Férvido y mucho

Antropofobia e inmigración

Simplificando, la degeneración vital y cultural de España y, en general, de los países occidentales se resume en un dato: hay más comercios de mascotas (animales de compañía) que de bebés. A partir de ahí, las cosas siempre van irreversiblemente a peor. Porque la inmigración –dado cierto umbral es invasión- resuelve un problema pero crea cuatro. Los paños calientes buenistas, pusilánimes y oportunistas que aplican la izquierda lerda y la derecha tullida a esa problemática estimula el enfrentamiento atrincherado entre la población autóctona, de vieja raigambre, y los nuevos residentes. También es cierto que, extrañamente, de un tiempo a esta parte se ha producido un deslizamiento afectivo hacia los animales, especialmente en las ciudades, con desvinculación de nuestros semejantes humanos. El 60% de dueños de mascotas duermen con ellas. Paralelamente, la antropofobia (miedo o detestación del ser humano, no confundir con fobia social) constituye actualmente una corriente político-social camuflada bajo diversos nombres. La antropofobia es más intensa cuanto más cercano fenotípicamente sea el ser humano detestado. Por tanto, algunas personas preferirán instintivamente el inmigrante al ancestral compatriota de la misma forma que otras prefieren una mascota a un ser humano.
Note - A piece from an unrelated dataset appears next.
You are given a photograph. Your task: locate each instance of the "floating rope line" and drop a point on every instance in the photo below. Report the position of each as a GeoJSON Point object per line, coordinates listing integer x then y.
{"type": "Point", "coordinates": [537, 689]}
Los antropofobos saben que son seres humanos, pero sufren disonancia cognitiva que les permite deslastrarse de su humanidad mostrando tal celo en la indignación que se sienten exonerados de pertenecer a la especie Homo sapiens. En las culturas occidentales, la más alta expresión moral de algunos grupos organizados, o de individuos que van a su aire, consiste, desde la década de los ochenta del pasado siglo, en entregarse a la crítica sin concesiones a todo lo que constituye la identidad humana y muy especialmente la identidad humana blanca. Desde entonces, en las opulentas sociedades occidentales, el humanismo político se desplaza hacia una nueva ética que sirve de valor refugio a la desvalorización del ser humano blanco por relativización. El espíritu crítico es una virtud necesaria en toda civilización madura pero su exceso la esteriliza por hipertrofia del relativismo. El relativismo a ultranza acaba concediendo que todo es relativo, que todo es igual, que una persona y un perro no son esencialmente distintos en derechos y, llegados a este punto, que un cerdo, un simio o un perro pueden ser superiores moralmente a los seres humanos. Además, por su carácter extremista, el relativismo cultural y moral degenera en exhibición ostentosa y coercitiva. Ahora bien, dejando de lado probables insuficiencias síquico-morales de los antropofobos, no es el animalismo la única manifestación de antropofobia en los países occidentales. Por el contrario, parece corresponder al Zeitgeist, espíritu de la época o clima intelectual, paradigma cultural del momento histórico que vivimos. En esas circunstancias, el amor a los animales es el reflejo simétrico del odio a los humanos blancos, lo cual resulta completamente natural si, siguiendo el razonamiento antropofobo, los animales son nuestros iguales. Es inmediato el enlace con las preferencias de cierta izquierda para con la inmigración y deslastrado afectivo, puro reflejo cainita, en relación con los humanos blancos.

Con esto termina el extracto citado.